Judge Kessler ordered the tobacco companies to publish corrective statements on five topics about which they had deliberately deceived the public:

  • the adverse health effects of smoking;
  • the addictiveness of smoking and nicotine;
  • the lack of significant health benefit from smoking “low tar,” “light,” “ultra light,” “mild” and “natural” cigarettes (products that have been deceptively marketed as less harmful than regular cigarettes);
  • the manipulation of cigarette design and composition to ensure optimum nicotine delivery; and
  • the adverse health effects of exposure to secondhand smoke.

Starting November 26, the tobacco companies must place full-page print ads in the Sunday editions of more than 50 newspapers specified by the court (newspapers without a Sunday edition must run the ads on the previous Friday). Five ads – one on each of the corrective statements – will be published over a four-month period. The ads must also appear on the newspapers’ websites.

The TV ads will air on the major networks for one year, Monday through Thursday, between 7 p.m. and 10 p.m.

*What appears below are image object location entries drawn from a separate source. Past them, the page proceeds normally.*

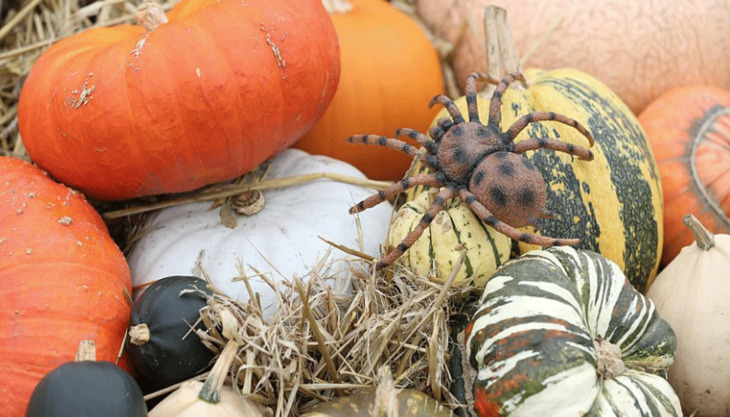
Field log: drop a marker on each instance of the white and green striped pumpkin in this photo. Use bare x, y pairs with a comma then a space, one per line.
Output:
614, 203
561, 332
439, 246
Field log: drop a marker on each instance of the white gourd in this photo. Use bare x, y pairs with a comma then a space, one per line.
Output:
281, 240
692, 294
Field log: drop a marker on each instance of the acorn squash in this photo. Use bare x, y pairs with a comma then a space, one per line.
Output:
560, 332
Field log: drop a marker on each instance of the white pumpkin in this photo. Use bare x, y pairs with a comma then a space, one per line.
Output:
281, 240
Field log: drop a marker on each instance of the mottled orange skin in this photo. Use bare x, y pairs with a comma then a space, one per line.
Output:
62, 279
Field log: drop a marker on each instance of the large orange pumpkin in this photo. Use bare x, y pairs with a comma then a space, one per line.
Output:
390, 71
639, 49
62, 279
122, 112
689, 132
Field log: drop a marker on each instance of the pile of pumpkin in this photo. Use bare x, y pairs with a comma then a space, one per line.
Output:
268, 89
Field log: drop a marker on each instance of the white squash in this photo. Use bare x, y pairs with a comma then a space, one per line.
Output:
280, 240
692, 294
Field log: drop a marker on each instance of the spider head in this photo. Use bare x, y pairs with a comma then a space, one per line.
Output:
463, 145
510, 187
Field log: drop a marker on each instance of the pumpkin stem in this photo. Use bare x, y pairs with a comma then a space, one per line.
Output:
86, 351
139, 334
337, 6
705, 240
608, 362
502, 55
150, 15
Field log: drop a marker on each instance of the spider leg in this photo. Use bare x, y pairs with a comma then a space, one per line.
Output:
442, 125
394, 190
450, 107
396, 144
431, 146
471, 92
495, 105
413, 235
557, 145
486, 216
543, 116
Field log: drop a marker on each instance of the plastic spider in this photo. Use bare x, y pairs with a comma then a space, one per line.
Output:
480, 164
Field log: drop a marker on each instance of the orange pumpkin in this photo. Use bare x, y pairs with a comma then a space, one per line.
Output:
123, 112
378, 92
689, 132
62, 279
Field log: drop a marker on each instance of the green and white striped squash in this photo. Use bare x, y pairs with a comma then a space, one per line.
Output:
543, 338
438, 248
614, 203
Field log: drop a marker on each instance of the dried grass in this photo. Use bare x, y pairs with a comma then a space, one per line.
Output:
324, 342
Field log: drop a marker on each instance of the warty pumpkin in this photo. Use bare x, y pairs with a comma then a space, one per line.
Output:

The tobacco companies must also publish the corrective statements on their websites and cigarette packs, but the implementation details are still being finalized.

Tobacco company defendants in the case include Altria, its Philip Morris USA subsidiary and R.J. Reynolds.

Six public health organizations – the American Cancer Society, American Heart Association, American Lung Association, Americans for Nonsmokers’ Rights, National African American Tobacco Prevention Network and the Tobacco-Free Kids Action Fund (a 501c4 affiliate of the Campaign for Tobacco-Free Kids) – joined the case as intervenors in 2005 to ensure the public health interests were effectively presented to the court.

The public health intervenors are represented by the Washington, D.C., public interest law firm of Meyer Glitzenstein & Eubanks.